ポンプヘッド部分にカラーLCDを搭載し、CPU温度や好きな画像をリアルタイム表示できるフラッグシップ。NZXT CAMソフトウェアで温度監視がしやすいのも、気泡経験者には嬉しいポイントです。

(4)NZXT Kraken 280 RGB——280mmサイズの定番

280mmサイズで6年保証+RGB照明+静音設計。240mmより冷却力が一段上、360mmが入らないケースに最適なバランスです。気泡発生で買い替える人の選択肢に。

(5)Corsair iCUE LINK TITAN 360 RX RGB——iCUEエコシステム

Corsair既存ユーザー向け。iCUE LINK対応で1本のケーブルで完結する配線美が魅力。5年保証もあり、Corsairケース・ファンと統一したい人には最適解です。

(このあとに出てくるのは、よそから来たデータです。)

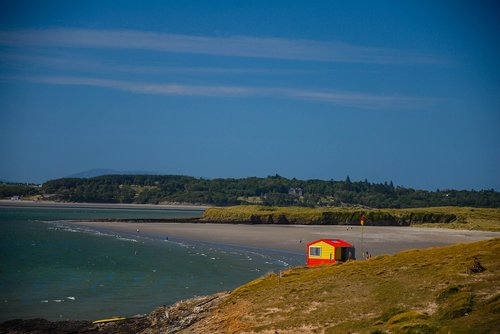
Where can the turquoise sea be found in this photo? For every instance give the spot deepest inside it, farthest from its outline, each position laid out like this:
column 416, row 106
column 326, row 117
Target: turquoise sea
column 53, row 270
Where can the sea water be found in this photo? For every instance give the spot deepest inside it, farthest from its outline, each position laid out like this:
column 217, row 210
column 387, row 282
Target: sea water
column 53, row 270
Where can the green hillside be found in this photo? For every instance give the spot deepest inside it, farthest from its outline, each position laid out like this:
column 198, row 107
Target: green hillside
column 416, row 291
column 449, row 217
column 272, row 190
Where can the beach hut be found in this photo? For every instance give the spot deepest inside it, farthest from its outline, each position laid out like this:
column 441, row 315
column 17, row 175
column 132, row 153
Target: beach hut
column 329, row 251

(6)Thermalright Frozen Edge 360 Black——コスパ最強

同価格帯で360mm+ARGBファン3基という破格構成。保証は2年と短いものの、価格は他社の半額以下。短期使用前提でとにかく安く済ませたい人向けです。

よくある質問

気泡が見えても使い続けて大丈夫?

量が少なく異音もなければ問題ありません。多くの簡易水冷は出荷時から微量のエアが入っており、性能には影響しません。ただし対処1のラジエータ振りは試しておきましょう。

ポコポコ音はどれくらい放置していい?

対処1・2を試して1週間以内に消えれば問題なし。1週間以上継続する場合はポンプかエア循環の不具合なので、保証期間内ならRMA申請を。

冷却液を自分で補充できる?

密閉式の簡易水冷は基本的に補充不可。一部のメーカー(EKWB等)はリフィルキットを販売していますが、改造扱いになり保証が切れます。保証を活かす方が確実です。

保証請求するとどれくらいで戻ってくる?

Arctic・NZXTは2-3週間、Corsairは1-2週間が目安。代替品が届くまでの間はCPU使用率を抑える運用が必要です。

気泡発生は水漏れの前兆?

直接の関係はありません。気泡は内部エアの動きで、水漏れは外部チューブの劣化で起きる別現象です。チューブ表面に湿りがなければ水漏れの心配はほぼ不要。

まとめ——気泡発生は3パターンで切り分け

  1. 少量気泡+1-3年使用 → 対処1(振り)+対処2(取付見直し)で解決
  2. 多量気泡+異音あり → メーカー保証請求(RMA)を即実行
  3. 4年以上+冷却力低下 → 買い替え推奨・6年保証のArctic/NZXTへ
  4. 主要メーカー保証: Arctic/NZXT 6年・Corsair 5年・DeepCool 3年

気泡が見えただけで慌てて買い替える必要はありません。使用年数とメーカー保証を確認してから対処1→2→3の順番で切り分けるのが最も賢い判断です。保証が残っているうちは積極的にRMAを使い、保証切れなら6年保証のArcticに乗り換えるのが長期的にはお得です。